L’ambiance dans les stades, dont s’est délecté un Armand Duplantis biberonné aux applaudissements depuis son plus jeune âge, «était très cocorico, mais en même temps bon enfant, avec du respect pour les athlètes et équipes étrangères», salue le Belge Philippe Vande Weyer, qui a assisté comme ses collègues à la naissance d’une légende tricolore prénommée Léon pendant la première semaine de compétition. Carlos Pérez Gallardo shootait du handball lors d’une des quatre médailles d’or du Français : «Le match a été interrompu à cause de sa course. L’ambiance était folle. Il y a quelques jours, Marchand pouvait se promener dans les rues, personne ne le reconnaissait. Maintenant c’est une superstar. C’est agréable de voir éclore un héros local.»

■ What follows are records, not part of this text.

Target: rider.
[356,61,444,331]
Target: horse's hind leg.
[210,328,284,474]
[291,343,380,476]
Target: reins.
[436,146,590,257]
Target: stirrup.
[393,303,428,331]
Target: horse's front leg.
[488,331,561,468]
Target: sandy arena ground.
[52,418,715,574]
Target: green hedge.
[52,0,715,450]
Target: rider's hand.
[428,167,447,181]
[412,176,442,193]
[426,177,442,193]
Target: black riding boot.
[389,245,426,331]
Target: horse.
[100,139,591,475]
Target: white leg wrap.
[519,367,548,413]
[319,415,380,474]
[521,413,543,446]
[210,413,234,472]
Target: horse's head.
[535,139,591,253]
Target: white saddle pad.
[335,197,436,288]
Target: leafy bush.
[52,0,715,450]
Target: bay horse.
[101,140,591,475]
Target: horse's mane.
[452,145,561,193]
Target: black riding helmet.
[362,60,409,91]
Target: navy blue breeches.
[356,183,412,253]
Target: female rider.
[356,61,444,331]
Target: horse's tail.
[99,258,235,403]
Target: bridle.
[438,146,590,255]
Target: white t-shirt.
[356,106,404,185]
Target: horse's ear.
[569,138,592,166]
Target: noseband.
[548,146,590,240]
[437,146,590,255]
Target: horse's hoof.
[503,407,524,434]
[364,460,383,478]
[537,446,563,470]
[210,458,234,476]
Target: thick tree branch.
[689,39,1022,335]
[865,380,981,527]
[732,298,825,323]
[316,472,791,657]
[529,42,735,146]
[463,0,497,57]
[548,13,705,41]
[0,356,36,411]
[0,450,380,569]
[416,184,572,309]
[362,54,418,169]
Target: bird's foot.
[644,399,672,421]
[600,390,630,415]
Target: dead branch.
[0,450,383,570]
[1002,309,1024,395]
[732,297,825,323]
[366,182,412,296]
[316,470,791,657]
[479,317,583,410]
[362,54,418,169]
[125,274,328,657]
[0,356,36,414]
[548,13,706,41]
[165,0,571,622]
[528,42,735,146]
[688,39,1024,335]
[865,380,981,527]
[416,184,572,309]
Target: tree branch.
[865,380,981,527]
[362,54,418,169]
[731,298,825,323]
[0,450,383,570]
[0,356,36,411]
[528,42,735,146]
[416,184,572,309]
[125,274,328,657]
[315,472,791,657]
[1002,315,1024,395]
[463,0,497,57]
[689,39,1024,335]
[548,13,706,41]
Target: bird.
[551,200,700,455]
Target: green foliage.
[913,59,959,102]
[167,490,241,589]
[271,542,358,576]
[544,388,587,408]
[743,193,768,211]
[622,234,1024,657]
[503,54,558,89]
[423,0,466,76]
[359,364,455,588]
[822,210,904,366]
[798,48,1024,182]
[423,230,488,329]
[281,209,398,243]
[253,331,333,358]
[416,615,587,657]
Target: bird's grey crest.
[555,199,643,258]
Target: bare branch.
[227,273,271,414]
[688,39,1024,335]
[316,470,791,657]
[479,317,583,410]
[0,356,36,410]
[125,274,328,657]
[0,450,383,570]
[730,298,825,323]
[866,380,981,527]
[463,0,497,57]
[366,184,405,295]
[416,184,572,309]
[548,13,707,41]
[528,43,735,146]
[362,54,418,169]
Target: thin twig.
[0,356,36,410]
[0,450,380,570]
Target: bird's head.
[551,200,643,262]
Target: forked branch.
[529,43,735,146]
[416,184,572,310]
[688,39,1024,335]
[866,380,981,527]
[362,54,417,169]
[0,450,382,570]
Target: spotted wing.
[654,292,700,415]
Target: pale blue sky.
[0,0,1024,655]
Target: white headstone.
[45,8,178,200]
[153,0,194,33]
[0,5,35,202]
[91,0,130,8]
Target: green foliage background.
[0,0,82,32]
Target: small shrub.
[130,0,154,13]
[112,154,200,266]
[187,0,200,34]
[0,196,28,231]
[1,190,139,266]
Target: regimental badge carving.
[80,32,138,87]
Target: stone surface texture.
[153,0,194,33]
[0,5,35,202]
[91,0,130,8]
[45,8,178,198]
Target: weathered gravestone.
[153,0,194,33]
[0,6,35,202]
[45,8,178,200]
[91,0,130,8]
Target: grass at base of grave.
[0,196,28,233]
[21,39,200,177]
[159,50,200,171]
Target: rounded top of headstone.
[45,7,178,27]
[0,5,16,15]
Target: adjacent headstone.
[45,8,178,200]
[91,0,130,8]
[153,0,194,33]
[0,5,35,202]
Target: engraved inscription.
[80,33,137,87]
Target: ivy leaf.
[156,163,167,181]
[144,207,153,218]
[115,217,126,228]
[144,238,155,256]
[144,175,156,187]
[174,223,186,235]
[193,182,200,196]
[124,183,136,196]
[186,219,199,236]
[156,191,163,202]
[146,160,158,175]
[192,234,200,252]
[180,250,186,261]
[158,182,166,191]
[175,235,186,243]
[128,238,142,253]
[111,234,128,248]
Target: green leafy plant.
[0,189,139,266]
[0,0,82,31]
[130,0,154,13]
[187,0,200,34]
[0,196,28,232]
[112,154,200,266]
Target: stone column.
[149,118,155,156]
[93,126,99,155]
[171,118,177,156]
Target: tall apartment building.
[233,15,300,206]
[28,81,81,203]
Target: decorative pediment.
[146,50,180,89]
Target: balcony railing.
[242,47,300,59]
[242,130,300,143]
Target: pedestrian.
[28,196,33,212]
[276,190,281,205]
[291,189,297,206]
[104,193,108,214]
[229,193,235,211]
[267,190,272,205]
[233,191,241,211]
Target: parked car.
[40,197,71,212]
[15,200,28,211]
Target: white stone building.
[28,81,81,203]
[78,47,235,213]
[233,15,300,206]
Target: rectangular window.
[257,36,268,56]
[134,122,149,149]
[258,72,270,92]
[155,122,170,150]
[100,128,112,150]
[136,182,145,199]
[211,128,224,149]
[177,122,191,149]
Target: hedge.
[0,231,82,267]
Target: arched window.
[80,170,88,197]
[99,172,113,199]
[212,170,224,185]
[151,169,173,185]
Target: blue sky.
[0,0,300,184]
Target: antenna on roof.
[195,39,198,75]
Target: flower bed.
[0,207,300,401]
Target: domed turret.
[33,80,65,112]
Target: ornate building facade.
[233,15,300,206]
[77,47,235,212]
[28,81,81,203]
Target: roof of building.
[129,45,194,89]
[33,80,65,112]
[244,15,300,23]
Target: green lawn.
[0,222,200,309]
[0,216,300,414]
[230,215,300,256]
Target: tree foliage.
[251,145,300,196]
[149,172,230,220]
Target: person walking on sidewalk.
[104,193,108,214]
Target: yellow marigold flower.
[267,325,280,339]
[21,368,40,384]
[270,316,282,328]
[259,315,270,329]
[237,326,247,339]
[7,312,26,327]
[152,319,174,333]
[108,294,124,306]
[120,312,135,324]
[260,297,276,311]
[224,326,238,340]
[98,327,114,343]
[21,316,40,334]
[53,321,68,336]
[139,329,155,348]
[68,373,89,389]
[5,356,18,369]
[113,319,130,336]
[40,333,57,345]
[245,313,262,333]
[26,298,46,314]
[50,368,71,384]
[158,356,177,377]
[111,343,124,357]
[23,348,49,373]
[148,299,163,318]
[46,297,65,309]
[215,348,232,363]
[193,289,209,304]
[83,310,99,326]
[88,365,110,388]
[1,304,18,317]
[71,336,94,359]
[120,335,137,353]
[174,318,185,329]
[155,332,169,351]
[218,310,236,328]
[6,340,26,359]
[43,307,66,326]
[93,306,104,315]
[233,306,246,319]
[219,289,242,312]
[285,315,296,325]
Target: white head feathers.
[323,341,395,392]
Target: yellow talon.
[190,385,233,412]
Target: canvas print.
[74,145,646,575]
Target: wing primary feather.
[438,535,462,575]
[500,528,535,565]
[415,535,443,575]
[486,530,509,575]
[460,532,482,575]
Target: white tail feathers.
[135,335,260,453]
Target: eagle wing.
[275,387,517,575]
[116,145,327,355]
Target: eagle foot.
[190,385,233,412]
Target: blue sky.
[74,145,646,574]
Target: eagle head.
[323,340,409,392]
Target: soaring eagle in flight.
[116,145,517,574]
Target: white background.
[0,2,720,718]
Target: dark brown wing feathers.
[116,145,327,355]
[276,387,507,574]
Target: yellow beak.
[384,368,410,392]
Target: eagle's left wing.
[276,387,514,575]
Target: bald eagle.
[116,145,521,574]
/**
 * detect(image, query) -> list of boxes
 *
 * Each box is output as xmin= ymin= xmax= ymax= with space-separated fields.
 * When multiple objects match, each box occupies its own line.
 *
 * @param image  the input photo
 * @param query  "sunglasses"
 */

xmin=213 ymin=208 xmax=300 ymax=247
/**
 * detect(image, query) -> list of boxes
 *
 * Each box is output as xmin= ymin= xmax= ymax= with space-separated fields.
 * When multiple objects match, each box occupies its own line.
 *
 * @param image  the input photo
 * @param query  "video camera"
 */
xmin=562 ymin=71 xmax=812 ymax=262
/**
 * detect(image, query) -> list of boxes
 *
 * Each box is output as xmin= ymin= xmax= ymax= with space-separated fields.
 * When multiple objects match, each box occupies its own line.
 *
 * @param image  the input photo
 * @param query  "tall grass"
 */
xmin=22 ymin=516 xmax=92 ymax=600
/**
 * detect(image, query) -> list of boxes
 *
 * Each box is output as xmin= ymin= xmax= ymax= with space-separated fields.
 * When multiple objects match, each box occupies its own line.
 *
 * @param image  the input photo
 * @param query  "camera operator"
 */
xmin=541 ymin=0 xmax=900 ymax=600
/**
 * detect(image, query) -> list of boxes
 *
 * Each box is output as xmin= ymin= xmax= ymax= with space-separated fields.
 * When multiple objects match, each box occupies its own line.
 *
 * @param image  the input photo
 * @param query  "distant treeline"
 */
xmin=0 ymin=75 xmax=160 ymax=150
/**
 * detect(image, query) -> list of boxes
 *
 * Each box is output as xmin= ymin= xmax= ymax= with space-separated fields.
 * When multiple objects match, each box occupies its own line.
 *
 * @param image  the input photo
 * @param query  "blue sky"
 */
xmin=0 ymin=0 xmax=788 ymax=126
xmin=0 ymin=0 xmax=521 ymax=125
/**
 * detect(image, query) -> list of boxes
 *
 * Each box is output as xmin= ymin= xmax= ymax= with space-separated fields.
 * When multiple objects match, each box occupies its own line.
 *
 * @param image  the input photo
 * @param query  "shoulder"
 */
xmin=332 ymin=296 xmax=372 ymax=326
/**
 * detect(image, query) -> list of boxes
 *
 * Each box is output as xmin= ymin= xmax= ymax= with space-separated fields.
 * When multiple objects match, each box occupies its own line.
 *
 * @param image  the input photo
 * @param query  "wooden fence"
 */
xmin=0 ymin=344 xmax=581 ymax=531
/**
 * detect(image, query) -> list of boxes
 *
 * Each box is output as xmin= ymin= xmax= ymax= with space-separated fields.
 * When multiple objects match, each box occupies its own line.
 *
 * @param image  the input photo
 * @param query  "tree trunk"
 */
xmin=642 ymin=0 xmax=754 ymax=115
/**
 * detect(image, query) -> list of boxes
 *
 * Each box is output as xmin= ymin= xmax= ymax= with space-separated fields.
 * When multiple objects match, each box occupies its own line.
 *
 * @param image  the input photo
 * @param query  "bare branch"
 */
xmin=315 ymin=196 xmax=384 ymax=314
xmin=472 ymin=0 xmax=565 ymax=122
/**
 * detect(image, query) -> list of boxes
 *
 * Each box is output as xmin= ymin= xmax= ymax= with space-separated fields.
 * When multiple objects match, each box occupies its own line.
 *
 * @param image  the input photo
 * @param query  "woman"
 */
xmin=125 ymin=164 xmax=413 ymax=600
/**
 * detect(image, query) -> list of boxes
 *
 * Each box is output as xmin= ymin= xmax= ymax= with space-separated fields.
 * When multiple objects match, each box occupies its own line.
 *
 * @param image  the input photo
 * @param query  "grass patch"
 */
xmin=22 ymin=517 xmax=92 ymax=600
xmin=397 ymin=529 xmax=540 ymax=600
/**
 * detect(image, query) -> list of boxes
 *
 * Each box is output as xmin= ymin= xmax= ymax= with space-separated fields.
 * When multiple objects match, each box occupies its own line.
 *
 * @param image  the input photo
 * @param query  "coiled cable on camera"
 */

Mais il en fallait bien qui dépareillent dans ce concert louangeur. Et ce fut le journal Ethnos, pour qui 2024 marquera «les pires JO de l’histoire». Une sombre histoire d’arbitrage défavorable à certains athlètes nationaux et un décor désapprouvé – tour Eiffel partout, bon goût nulle part, selon eux : «A Athènes en 2004, on avait l’Acropole et des monuments issus d’une civilisation lumineuse, on n’a pas gavé les téléspectateurs avec ça.» Un seum olympique.